As the lead foreign affairs agency, the Department of State has the primary role in:

  • Leading interagency coordination in developing and implementing foreign policy;
  • Managing the foreign affairs budget and other foreign affairs resources;
  • Leading and coordinating U.S. representation abroad, conveying U.S. foreign policy to foreign governments and international organizations through U.S. Embassies and consulates in foreign countries and diplomatic missions to international organizations;
  • Conducting negotiations and concluding agreements and treaties on issues ranging from trade to nuclear weapons;
  • Coordinating and supporting international activities of other U.S. agencies and officials.

The services the Department provides include:

  • Protecting and assisting U.S. citizens living or traveling abroad;
  • Assisting U.S. businesses in the international marketplace;
  • Coordinating and providing support for international activities of other U.S. agencies (local, state, or Federal Government), official visits overseas and at home, and other diplomatic efforts.
  • Keeping the public informed about U.S. foreign policy and relations with other countries and providing feedback from the public to administration officials.

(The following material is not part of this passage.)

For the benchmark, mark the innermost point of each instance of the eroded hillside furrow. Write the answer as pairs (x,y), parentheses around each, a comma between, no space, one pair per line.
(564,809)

The Department of State conducts all of these activities with a small workforce comprised of Civil Service and Foreign Service employees. Overseas, Foreign Service officers represent America; analyze and report on political, economic, and social trends in the host country; and respond to the needs of American citizens abroad. The U.S. maintains diplomatic relations with about 180 countries and also maintains relations with many international organizations, adding up to a total of more than 250 posts around the world. In the United States, Civil Service employees work alongside Foreign Service officers serving a stateside tour, compiling and analyzing reports from overseas, providing logistical support to posts, consulting with and keeping the Congress informed about foreign policy initiatives and policies, communicating with the American public, formulating and overseeing the budget, issuing passports and travel warnings, and more.

Bureaus and Offices of the Department of State in the U.S.

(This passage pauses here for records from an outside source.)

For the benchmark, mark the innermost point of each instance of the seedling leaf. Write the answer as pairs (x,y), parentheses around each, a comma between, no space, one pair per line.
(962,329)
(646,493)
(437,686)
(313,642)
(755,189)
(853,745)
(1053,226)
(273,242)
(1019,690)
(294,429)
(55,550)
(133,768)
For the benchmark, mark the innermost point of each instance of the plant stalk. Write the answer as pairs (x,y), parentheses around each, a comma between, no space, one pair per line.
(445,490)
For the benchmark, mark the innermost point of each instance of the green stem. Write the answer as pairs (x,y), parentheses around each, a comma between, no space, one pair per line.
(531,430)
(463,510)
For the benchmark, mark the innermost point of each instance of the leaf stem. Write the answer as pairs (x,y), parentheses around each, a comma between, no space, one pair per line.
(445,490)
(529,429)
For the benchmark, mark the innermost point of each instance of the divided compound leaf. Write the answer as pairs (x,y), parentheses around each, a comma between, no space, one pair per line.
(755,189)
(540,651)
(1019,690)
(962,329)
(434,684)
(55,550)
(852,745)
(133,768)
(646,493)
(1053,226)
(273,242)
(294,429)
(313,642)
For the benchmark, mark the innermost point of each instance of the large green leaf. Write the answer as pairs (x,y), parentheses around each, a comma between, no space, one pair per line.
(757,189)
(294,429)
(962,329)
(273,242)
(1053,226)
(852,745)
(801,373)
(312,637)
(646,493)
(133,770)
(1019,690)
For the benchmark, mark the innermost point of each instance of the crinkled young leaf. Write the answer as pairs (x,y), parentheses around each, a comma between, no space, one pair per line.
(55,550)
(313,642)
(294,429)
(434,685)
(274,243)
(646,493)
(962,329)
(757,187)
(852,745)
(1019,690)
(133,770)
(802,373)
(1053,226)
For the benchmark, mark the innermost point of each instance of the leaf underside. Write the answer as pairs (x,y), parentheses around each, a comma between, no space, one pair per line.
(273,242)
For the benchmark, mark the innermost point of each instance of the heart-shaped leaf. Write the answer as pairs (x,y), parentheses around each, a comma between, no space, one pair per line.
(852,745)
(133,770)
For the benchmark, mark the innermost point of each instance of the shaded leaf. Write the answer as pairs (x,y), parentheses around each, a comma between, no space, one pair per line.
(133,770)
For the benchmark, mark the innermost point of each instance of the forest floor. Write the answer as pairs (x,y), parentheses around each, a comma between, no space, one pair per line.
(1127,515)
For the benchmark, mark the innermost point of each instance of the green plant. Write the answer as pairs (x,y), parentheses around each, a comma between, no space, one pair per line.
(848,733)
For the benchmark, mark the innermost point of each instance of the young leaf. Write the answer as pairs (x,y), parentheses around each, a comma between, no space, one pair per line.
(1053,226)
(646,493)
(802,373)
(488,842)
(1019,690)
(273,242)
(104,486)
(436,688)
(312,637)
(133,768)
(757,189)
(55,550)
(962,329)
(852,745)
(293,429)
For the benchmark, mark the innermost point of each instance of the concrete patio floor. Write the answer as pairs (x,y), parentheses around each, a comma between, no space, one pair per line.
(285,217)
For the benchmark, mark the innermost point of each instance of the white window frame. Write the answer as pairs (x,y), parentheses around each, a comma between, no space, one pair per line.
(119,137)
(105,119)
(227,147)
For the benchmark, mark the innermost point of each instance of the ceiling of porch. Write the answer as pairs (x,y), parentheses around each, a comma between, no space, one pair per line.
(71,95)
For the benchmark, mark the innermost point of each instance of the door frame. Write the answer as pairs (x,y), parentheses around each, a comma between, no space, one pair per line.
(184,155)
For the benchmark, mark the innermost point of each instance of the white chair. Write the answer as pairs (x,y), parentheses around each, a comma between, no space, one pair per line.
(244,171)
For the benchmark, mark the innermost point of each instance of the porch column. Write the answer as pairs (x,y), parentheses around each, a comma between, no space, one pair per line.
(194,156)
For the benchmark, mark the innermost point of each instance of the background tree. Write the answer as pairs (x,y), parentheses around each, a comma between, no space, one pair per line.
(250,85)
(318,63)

The Office of the Secretary of State

The immediate Office of the Secretary (S) is comprised of the Secretary's Chief of Staff, Deputy Chief of Staff, the Secretary's secretary, the Executive Assistant, two special assistants, the Secretary's scheduler, staff assistant, and two personal assistants. This staff handles all of the day-to-day matters of the Secretary, including meetings at the Department, functions in Washington and throughout the country, and travel around the world.

The Deputy Secretary serves as the principal deputy, adviser, and alter ego to the Secretary of State; serves as Acting Secretary of State in the Secretary's absence; and assists the Secretary in the formulation and conduct of U.S. foreign policy and in giving general supervision and direction to all elements of the Department.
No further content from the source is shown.